Le Nuits-Saint-Georges Camille Giroud 1928 a un nez qui représente la Bourgogne dans sa pureté absolue. En bouche c’est un miracle de velours, expliquant sans autre forme de procès pourquoi l’on peut se damner pour les bourgognes anciens. Je suis aux anges, dans un état de félicité inébranlable.
Le Chambertin Clos de Bèze Pierre Damoy 1961 me plait presque autant. Charnu, plein en bouche, il exprime le bonheur de vivre d’une année parmi les plus sereines qui soient. Les deux vins sont les accompagnateurs idéaux d’un des plus beaux plats de la gastronomie historique française. Quand Alain nous récite tout ce qui compose le plat, c’est comme un inventaire à la Prévert. Nos yeux s’illuminent et nos papilles sont en folie. Les deux bourgognes magistraux signent une grande page du plaisir de la table.
Le Vega Sicilia Unico 1936 est dans une carafe du fait de l’accident du bouchon à l’ouverture. La couleur est vraiment peu engageante. Le nez est plaisant, capiteux et lourd ; on ne peut pas refuser l’essai. Ce n’est pas un bon vin, mais le témoignage existe. Le Vega Sicilia Unico 1965 montre comme ce vin peut être grand. Epanoui, il frappe toute la table par sa jeunesse invraisemblable et les moins aguerris aux vins anciens se demandent comment cela est possible. C’est la magie de la vie du vin. Celui-ci est trapu, solide, ne s’embarrassant pas de fioritures. Mais il est serein, plein et on n’imagine pas qu’un autre vin puisse coller aussi bien à un lièvre à la royale d’une légèreté insoupçonnée. « Léger » n’est pas l’adjectif le plus naturel pour ce plat, mais ici on est frappé par l’exécution très aérienne d’une recette intelligente.
J’ai ajouté au programme le Château Filhot 1891 car cette bouteille devait être bue au plus vite. Le niveau est très bas, au-delà de la vidange, la couleur est très sombre, comme de la belle terre riche en tourbe, et les premières gouttes que j’avais bues à l’ouverture étaient incertaines. Le goût s’est purifié sur les six heures d’ouverture. On boit de l’histoire et le vin fatigué sait décliner des notes plaisantes d’un grand vin qui a mangé son sucre, comme le veut cette année.
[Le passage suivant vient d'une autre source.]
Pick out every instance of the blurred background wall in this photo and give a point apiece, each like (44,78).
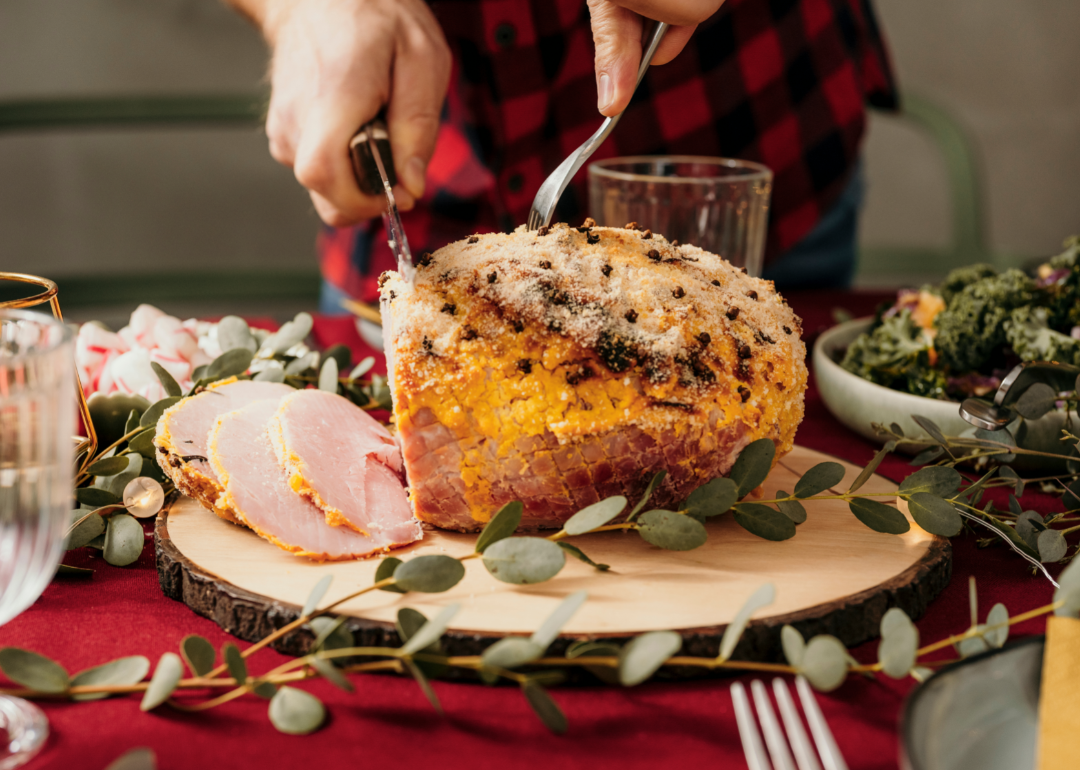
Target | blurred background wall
(156,201)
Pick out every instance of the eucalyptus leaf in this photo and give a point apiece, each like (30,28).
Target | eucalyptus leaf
(934,515)
(233,333)
(763,597)
(140,758)
(150,417)
(1052,545)
(1068,591)
(421,679)
(123,671)
(595,515)
(143,443)
(792,509)
(1036,402)
(230,363)
(289,334)
(644,656)
(825,663)
(653,483)
(819,478)
(900,644)
(931,428)
(332,674)
(123,540)
(198,653)
(939,481)
(363,367)
(879,516)
(544,707)
(511,652)
(523,561)
(578,553)
(794,646)
(166,676)
(928,456)
(999,617)
(96,498)
(752,465)
(672,531)
(108,467)
(501,525)
(554,622)
(327,376)
(331,633)
(1028,526)
(32,671)
(89,529)
(167,381)
(430,575)
(318,592)
(234,661)
(387,568)
(430,632)
(865,474)
(712,499)
(764,522)
(295,712)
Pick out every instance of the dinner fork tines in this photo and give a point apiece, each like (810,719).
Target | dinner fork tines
(780,751)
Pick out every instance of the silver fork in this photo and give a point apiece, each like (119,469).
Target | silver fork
(806,757)
(551,190)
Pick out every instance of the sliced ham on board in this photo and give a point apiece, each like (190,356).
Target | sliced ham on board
(348,464)
(183,430)
(256,490)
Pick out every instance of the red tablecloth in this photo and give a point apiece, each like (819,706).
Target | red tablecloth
(387,723)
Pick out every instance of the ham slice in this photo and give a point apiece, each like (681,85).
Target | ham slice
(183,431)
(345,462)
(257,491)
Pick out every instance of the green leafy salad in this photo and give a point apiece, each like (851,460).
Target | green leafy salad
(961,337)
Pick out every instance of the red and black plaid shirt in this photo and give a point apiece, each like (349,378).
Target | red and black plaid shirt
(783,82)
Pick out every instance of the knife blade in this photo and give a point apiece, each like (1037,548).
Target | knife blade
(374,166)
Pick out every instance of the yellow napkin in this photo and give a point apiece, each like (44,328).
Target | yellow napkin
(1060,698)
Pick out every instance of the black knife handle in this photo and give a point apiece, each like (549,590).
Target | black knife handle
(363,163)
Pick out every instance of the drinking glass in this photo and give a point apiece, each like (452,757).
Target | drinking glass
(37,421)
(719,204)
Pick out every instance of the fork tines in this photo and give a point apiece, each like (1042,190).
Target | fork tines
(781,750)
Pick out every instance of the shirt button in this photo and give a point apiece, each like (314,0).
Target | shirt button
(505,34)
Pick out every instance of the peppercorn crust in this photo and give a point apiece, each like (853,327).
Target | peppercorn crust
(564,365)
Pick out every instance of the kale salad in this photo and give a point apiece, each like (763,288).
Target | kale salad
(960,338)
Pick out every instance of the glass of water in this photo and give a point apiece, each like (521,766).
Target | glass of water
(718,204)
(37,421)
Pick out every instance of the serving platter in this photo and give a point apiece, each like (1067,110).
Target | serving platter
(835,576)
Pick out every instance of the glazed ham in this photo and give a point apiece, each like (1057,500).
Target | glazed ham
(562,366)
(183,431)
(256,490)
(345,462)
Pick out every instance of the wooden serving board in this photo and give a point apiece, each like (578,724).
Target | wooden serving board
(835,576)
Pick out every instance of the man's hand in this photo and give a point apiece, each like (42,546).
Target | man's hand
(335,64)
(617,34)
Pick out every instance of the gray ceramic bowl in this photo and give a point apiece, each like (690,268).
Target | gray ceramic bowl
(856,403)
(981,714)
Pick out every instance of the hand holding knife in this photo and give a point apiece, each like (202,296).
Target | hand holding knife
(373,164)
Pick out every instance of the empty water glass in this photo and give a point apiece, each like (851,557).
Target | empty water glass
(718,204)
(37,422)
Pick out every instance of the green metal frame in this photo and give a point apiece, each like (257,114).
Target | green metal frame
(968,243)
(240,110)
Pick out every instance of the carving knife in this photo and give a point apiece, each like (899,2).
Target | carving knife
(373,164)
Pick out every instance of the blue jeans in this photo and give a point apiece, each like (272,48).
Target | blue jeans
(825,258)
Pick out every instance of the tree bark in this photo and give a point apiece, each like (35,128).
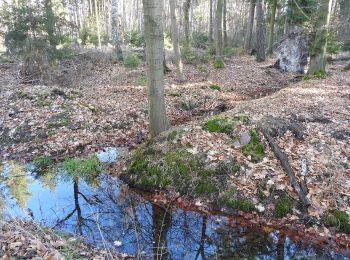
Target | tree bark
(186,10)
(115,36)
(319,44)
(153,21)
(260,32)
(272,26)
(248,38)
(219,11)
(211,21)
(225,23)
(98,25)
(176,42)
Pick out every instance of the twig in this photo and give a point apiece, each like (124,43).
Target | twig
(286,166)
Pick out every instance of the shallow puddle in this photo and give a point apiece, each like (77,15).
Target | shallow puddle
(107,214)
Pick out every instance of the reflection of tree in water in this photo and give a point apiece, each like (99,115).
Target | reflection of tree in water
(238,242)
(161,225)
(13,175)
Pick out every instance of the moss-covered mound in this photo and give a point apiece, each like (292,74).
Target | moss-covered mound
(165,163)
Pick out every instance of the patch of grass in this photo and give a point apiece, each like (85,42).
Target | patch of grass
(283,206)
(254,149)
(230,200)
(321,74)
(132,61)
(175,94)
(219,125)
(42,163)
(339,219)
(81,167)
(141,80)
(215,87)
(219,64)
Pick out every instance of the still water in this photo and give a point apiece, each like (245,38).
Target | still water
(107,214)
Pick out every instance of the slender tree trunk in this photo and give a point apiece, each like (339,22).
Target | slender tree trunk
(248,38)
(219,11)
(260,33)
(176,42)
(272,26)
(115,36)
(98,25)
(225,23)
(186,8)
(154,38)
(318,47)
(211,21)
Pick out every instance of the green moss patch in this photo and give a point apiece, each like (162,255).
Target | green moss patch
(338,219)
(219,64)
(254,149)
(168,165)
(81,167)
(283,206)
(42,163)
(219,125)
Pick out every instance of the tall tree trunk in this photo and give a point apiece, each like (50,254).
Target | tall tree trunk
(248,38)
(345,20)
(115,36)
(272,26)
(186,8)
(176,42)
(154,38)
(260,32)
(319,44)
(219,11)
(98,25)
(225,23)
(211,21)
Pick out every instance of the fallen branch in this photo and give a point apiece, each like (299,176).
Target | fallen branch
(286,166)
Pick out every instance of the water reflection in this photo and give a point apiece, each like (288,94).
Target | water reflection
(110,216)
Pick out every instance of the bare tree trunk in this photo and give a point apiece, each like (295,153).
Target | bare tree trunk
(318,47)
(176,42)
(260,32)
(211,21)
(186,8)
(98,25)
(154,38)
(225,23)
(115,35)
(219,11)
(248,38)
(272,26)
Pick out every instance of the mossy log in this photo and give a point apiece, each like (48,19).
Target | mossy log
(285,165)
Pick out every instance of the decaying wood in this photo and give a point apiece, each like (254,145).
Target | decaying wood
(285,165)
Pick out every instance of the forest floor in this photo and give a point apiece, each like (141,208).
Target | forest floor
(101,105)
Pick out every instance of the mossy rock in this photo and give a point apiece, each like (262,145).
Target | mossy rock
(231,199)
(219,64)
(42,163)
(163,163)
(339,219)
(283,206)
(255,149)
(219,125)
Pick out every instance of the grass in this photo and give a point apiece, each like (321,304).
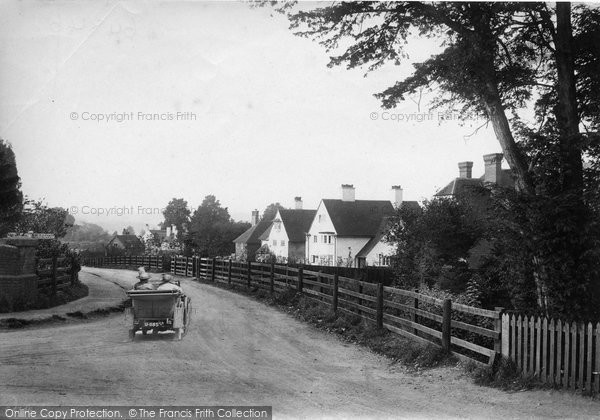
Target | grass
(349,328)
(44,299)
(504,375)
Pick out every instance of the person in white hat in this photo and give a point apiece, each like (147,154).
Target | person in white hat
(144,283)
(166,284)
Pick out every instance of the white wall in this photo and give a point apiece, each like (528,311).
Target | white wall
(355,245)
(277,236)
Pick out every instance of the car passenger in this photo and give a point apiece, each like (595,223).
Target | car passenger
(144,283)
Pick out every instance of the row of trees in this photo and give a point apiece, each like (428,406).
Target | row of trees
(210,230)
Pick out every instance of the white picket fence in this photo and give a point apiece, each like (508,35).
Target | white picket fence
(565,354)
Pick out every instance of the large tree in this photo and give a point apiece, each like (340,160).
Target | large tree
(212,230)
(177,213)
(497,57)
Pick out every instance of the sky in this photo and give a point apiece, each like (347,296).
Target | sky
(114,108)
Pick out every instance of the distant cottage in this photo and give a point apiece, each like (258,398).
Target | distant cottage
(349,232)
(249,242)
(494,174)
(286,236)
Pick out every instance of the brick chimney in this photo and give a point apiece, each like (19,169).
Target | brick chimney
(493,167)
(397,199)
(465,169)
(348,192)
(254,218)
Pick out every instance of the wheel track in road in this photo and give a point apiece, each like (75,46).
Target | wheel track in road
(239,351)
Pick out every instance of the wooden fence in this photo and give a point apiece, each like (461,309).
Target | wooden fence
(469,333)
(150,262)
(54,273)
(565,354)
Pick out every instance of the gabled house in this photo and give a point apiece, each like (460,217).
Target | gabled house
(348,232)
(249,242)
(125,245)
(465,183)
(286,236)
(474,189)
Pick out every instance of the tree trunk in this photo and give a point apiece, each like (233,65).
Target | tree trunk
(515,158)
(566,112)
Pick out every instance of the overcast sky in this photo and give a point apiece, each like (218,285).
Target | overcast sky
(262,118)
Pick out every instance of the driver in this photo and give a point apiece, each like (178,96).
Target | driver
(165,284)
(144,283)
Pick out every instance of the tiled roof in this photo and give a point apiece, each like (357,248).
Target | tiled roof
(266,233)
(382,230)
(461,185)
(359,217)
(129,241)
(252,235)
(297,223)
(375,240)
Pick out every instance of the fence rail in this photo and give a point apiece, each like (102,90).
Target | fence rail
(564,354)
(54,273)
(468,332)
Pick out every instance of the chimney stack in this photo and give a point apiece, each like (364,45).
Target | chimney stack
(493,167)
(465,169)
(397,201)
(254,219)
(347,192)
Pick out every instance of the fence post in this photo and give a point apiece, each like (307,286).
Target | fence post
(446,322)
(54,262)
(229,271)
(380,305)
(413,316)
(336,279)
(249,274)
(501,340)
(212,269)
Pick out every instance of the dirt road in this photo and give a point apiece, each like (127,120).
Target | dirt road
(239,351)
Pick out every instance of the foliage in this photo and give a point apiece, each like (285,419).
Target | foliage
(271,210)
(177,213)
(496,59)
(87,232)
(37,217)
(212,231)
(129,230)
(434,242)
(11,198)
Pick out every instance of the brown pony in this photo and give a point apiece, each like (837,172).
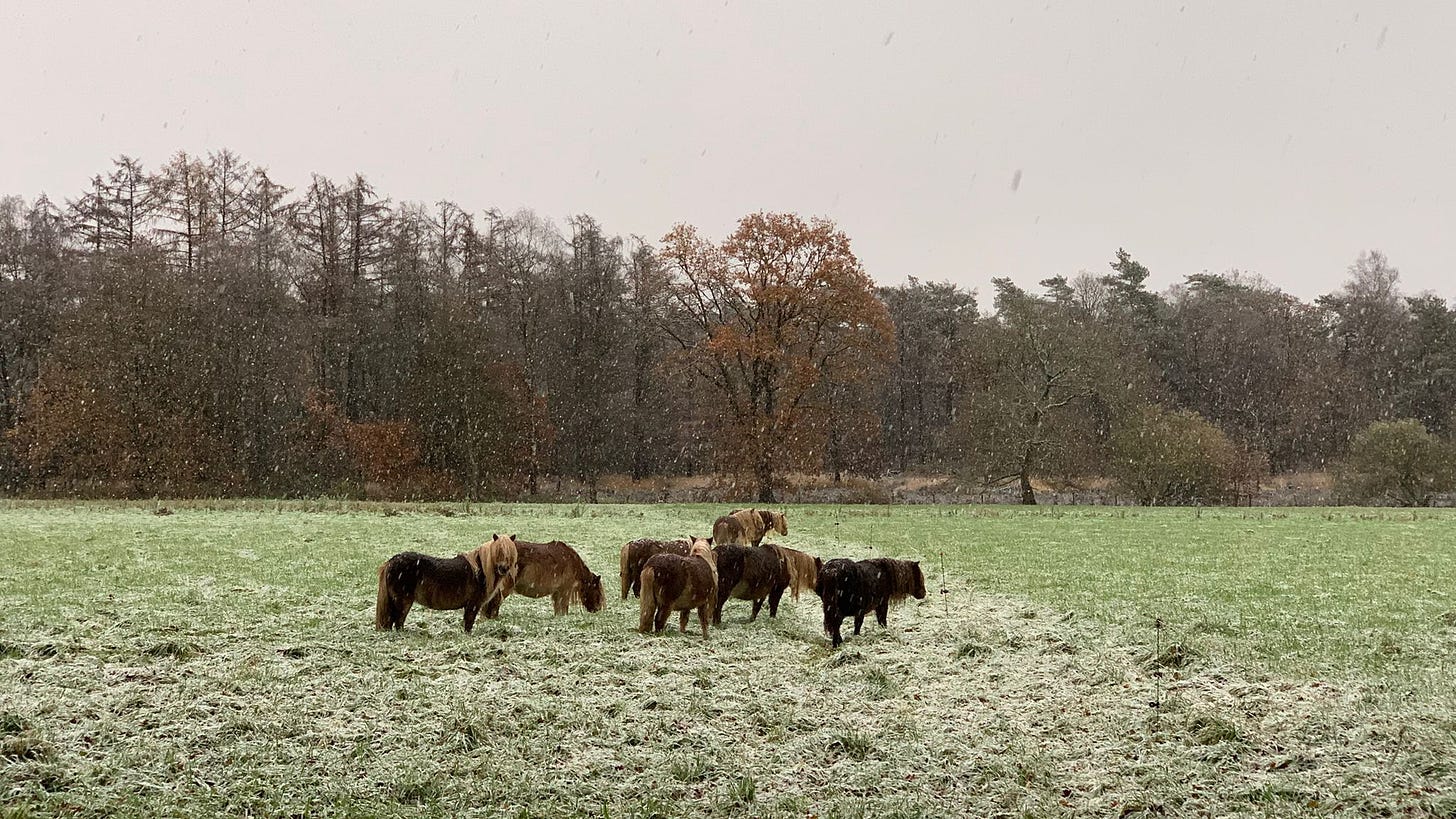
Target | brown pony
(552,569)
(674,583)
(463,582)
(802,569)
(856,588)
(750,573)
(637,553)
(747,526)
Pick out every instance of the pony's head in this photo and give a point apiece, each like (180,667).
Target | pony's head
(703,548)
(504,558)
(591,595)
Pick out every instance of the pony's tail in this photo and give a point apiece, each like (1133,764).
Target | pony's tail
(648,599)
(626,582)
(382,602)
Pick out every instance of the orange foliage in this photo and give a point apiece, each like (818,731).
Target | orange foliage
(772,318)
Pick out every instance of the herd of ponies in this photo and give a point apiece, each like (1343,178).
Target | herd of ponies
(667,576)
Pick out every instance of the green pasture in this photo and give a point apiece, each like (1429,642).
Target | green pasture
(1067,660)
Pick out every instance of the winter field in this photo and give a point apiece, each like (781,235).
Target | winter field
(1100,662)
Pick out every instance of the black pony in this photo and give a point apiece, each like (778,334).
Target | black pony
(856,588)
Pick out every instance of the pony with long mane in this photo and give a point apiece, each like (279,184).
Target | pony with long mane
(552,569)
(747,526)
(674,583)
(637,553)
(856,588)
(468,582)
(750,573)
(802,569)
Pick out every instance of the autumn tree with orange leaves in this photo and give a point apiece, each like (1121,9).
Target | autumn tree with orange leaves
(773,318)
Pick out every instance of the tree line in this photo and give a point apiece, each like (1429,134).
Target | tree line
(204,330)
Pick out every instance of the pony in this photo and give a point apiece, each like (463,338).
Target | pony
(637,553)
(552,569)
(463,582)
(674,583)
(750,573)
(802,569)
(855,588)
(747,526)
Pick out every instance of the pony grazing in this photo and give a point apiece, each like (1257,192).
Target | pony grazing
(855,588)
(552,569)
(637,553)
(674,583)
(463,582)
(750,573)
(747,526)
(802,569)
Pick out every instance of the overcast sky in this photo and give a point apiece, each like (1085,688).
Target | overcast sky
(951,142)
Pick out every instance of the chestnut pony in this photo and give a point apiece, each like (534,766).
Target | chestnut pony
(674,583)
(552,569)
(747,526)
(802,569)
(463,582)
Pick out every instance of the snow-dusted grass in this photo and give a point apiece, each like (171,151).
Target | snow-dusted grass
(222,659)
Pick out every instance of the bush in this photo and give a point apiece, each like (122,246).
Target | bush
(1169,458)
(1397,462)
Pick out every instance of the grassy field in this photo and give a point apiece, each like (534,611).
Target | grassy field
(1101,662)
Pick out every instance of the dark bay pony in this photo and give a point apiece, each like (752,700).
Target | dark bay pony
(674,583)
(637,554)
(856,588)
(552,569)
(463,582)
(750,573)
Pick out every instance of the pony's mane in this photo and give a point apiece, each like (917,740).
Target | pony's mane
(904,577)
(703,548)
(802,574)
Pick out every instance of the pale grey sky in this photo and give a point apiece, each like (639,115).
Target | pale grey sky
(1271,137)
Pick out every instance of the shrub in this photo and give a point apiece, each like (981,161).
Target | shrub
(1397,462)
(1169,458)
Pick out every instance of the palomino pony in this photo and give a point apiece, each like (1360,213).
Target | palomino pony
(552,569)
(674,583)
(802,569)
(747,526)
(750,573)
(855,588)
(463,582)
(637,553)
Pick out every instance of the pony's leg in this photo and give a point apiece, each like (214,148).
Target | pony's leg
(773,602)
(832,625)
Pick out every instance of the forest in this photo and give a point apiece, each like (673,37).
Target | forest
(204,330)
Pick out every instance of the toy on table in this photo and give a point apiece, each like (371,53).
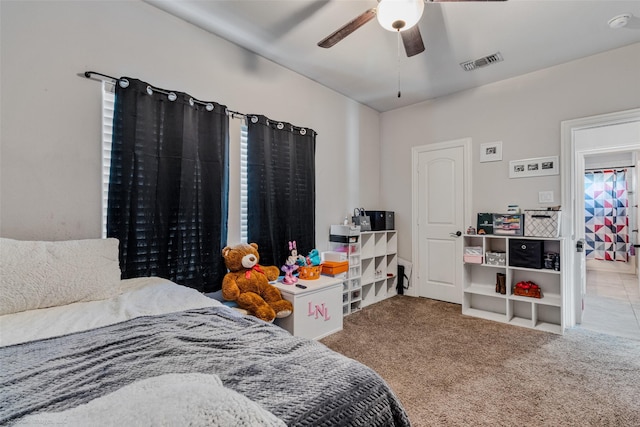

C’est une expérience intéressante, même si l’on est loin de ce qu’un tel sauternes pourrait offrir.
Une amicale querelle va naître entre Gérard Besson et moi au sujet de l’ananas au sirop. L’ananas est absolument délicieux et le Gewurztraminer Sélection de Grains Nobles " T " Hugel 1989 est une bombe odoriférante et gustative. C’est un monstre de sucre, hors norme ce qui justifie la lettre « T », d’un vin non mis en vente dans le public. Il est destiné à faire fondre tous les gourmands. Et dans ce contexte, j’aurais évité le sirop trop sucré alors que Gérard voulait que le plat rejoigne l’Alsace. Là où j’aimerais un contraste, Gérard a tendu la main au vin. Je persiste et signe : le sucre du sirop était de trop, alors que l’ananas est d’une subtilité absolue.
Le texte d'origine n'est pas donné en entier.